Ook de plintjes moeten er aan geloven. We hebben 11 jaar geleden best voortvarend alle plintjes gelegd, maar in de loop van de tijd zijn overal kleine plintjes weer los geraakt. Sommige schuif ik trouw elke zuigbeurt op hun plek, andere zijn al lang en breed in de stofzuiger verdwenen. In het dagelijks leven boeit dat niet, maar nu? Nu moet alles kloppen!
Wat me -kijkend door de kopers-bril- nog het meest verbaast, is hoe afgrijselijk smerig onze muren zijn. Overal, maar dan ook overal zie ik zwarte vingers, vetvlekken en stiftstrepen. Om nog maar te zwijgen over de donkergrijze streep net boven alle al-dan-niet-loszittende-plinten, die verraadt dat ik de stofzuiger tóch nog te vaak heb gebruikt in al die jaren.
Ik twijfel wat ik zal doen. Van de lichtste kleur op de muren heb ik nog een restje verf. Zou het werken om de vlekjes lokaal weg te werken? Want hele muren opnieuw sausen, puur voor de verkoop, dat gaat me toch echt te ver. Voorzichtig probeer ik wat plekjes in de hal en het resultaat is verbluffend. Dit had ik veel eerder moeten doen! (maar ja, toen zag ik nog niet hoe smerig het hier was…)

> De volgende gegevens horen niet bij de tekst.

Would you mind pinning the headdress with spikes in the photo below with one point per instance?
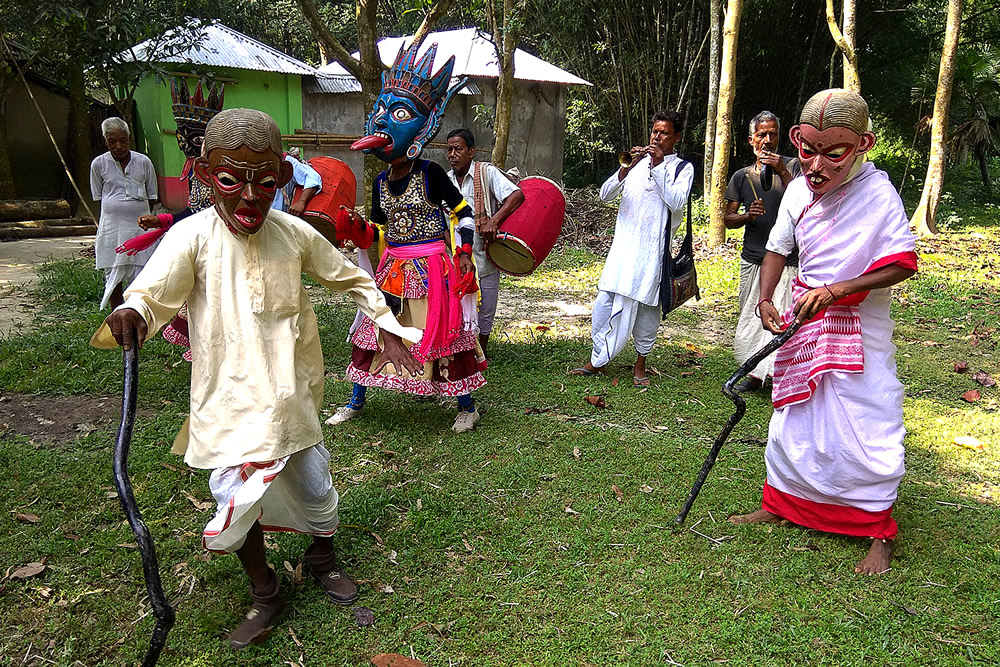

Met veel plezier en toewijding neem ik alle lichte muren onder handen. Het kost een paar uurtjes, maar het huis ziet er uit als nieuw. De muren met een iets donkerdere tint moet ik helaas laten voor wat het is, omdat ik die verf niet meer heb. Gelukkig zitten die muren op minder opvallende plekken. De muur bij de trap zou eigenlijk ook bijgewerkt moeten worden, maar de donkergroen-blauwe tint die we daar 11 jaar geleden kozen, heb ik ook niet meer bewaard. De lichtblauw-groene tint op de keukenmuur daarentegen is nog maar een paar jaar oud. Bij het opruimen van de berging heb ik dat potje nog wél zien staan.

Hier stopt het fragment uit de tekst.